Oui, l’obligation du port du masque, les mesures de distanciation sociale et les restrictions de rassemblement sont un « pain in the ass » comme on dit en bon français colonisé. Si une « société nouvelle » se fait encore attendre après la première vague de Covid-19 de ce printemps, il est clair que notre réalité quotidienne a changé. Se promener avec un masque sur le visage ou faire un pas de recul lorsque l’on croise quelqu’un pour amorcer une conversation à plus d’un mètre de distance n’a rien à la fois de naturel ni de souhaitable pour le futur d’une vie en société. C’est une situation frustrante mais nous sommes bien obligés d’admettre que nous sommes pris avec la réalité des caractéristiques infectieuses de ce virus et que nous ne pouvons que suivre les recommandations des organismes de santé publique. L’obligation du port du masque dans tous les commerces et lieux publics fermés est autant une atteinte à la liberté que la limitation de vitesse à 100 km/h sur l’autoroute. La majorité des autos peuvent allègrement atteindre le 140 km/h sans forcer, mais les études sur la sécurité routière montrent qu’il y a une corrélation directe entre la vitesse et le nombre et la gravité des accidents. Limiter la vitesse sur la route, c’est réduire statistiquement, et à la fin de l’année très concrètement, le nombre de personnes blessées et tuées. La même logique s’applique actuellement vis avis de l’épidémie de coronavirus.

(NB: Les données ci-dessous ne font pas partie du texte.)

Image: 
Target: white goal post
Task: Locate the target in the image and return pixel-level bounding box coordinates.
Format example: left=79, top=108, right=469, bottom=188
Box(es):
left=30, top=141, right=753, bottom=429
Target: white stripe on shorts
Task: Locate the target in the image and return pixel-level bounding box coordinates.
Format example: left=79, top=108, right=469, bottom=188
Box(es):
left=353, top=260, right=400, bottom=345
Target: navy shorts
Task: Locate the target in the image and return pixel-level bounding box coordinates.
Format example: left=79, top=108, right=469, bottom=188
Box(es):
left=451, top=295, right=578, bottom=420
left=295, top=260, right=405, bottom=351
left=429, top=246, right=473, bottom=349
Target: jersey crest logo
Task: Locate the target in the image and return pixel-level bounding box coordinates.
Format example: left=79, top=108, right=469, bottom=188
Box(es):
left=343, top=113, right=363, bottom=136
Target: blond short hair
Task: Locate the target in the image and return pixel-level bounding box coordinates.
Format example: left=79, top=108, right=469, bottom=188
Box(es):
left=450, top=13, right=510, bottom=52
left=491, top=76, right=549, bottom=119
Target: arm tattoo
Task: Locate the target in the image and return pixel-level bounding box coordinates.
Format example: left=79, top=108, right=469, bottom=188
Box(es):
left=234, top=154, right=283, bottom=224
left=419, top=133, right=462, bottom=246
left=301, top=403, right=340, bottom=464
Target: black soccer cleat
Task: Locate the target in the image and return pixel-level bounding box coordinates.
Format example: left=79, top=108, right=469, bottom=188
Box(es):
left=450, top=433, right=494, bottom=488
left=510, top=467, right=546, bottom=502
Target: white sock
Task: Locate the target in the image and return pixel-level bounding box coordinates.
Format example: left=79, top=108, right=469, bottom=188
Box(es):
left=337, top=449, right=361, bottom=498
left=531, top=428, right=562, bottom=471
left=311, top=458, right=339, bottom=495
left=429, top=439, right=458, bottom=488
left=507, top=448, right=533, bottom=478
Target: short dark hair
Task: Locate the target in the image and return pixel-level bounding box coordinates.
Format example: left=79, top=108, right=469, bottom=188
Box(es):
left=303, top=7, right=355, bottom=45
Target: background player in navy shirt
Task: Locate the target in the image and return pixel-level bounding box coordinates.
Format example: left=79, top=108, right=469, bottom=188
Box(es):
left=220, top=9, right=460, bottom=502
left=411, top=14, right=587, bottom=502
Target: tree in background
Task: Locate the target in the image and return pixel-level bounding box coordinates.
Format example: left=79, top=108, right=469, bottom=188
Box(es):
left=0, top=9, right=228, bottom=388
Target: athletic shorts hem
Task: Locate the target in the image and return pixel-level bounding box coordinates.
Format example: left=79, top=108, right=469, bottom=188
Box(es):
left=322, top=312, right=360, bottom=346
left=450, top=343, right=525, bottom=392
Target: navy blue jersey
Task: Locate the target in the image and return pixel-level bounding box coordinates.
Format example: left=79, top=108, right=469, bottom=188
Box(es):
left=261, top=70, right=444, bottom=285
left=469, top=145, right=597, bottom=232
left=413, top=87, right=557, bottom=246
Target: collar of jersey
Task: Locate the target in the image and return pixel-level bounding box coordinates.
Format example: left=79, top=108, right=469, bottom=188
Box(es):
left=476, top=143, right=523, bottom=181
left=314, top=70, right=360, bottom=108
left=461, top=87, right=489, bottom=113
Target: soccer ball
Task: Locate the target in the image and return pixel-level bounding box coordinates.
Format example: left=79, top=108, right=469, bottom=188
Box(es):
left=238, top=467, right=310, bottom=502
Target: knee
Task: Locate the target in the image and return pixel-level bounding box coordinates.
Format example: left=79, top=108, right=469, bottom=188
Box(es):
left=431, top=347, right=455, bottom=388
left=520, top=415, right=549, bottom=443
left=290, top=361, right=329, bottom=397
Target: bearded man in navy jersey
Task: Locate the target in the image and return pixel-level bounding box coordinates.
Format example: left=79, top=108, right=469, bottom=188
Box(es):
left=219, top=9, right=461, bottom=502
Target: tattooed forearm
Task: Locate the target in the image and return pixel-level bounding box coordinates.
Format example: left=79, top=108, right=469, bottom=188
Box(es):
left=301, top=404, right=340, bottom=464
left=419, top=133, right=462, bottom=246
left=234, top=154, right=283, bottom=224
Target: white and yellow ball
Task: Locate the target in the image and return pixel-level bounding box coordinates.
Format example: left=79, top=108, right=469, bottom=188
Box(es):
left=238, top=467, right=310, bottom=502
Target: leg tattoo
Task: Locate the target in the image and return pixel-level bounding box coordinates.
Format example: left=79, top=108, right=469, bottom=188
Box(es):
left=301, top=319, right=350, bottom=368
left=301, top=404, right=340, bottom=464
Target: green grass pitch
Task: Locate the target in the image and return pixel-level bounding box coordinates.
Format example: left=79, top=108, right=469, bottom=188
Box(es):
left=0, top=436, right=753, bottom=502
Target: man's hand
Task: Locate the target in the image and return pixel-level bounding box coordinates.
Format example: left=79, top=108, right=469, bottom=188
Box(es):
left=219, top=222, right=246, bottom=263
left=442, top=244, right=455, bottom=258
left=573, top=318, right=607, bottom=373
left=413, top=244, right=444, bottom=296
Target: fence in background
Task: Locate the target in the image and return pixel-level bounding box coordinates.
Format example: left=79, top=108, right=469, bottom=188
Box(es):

Car l’enjeu sur la liberté se situe bien plus dans le champ des faits et de la science que sur celui de la morale et de la philosophie. Ceux que l’on a appelé astucieusement les « covidiots » et qui ont manifesté dans les rues de plusieurs villes au Québec contre l’atteinte aux libertés individuelles en traitant les porteurs de masques de moutons du pouvoir politique sont à première vue les mêmes personnes qui ont tendance à adhérer aux théories du complot. Être citoyen demande un esprit critique essentiel face aux messages et aux choix des autorités publiques. Il est sain de douter, et c’est même une des bases de la réflexion scientifique : il est permis de douter de tout jusqu’à preuve irréfutable de l’évidence. Et même à partir de là, de nouvelles observations pourront remettre en cause ce que l’on prenait pour « vrai » et acquis. La Science n’est pas une croyance, une religion, une foi, c’est une démarche basée sur la validation d’une hypothèse à partir d’une collection de faits. Un des apports positifs de la pandémie est d’avoir réintroduit dans l’espace public le discours et la rigueur de la méthode scientifique.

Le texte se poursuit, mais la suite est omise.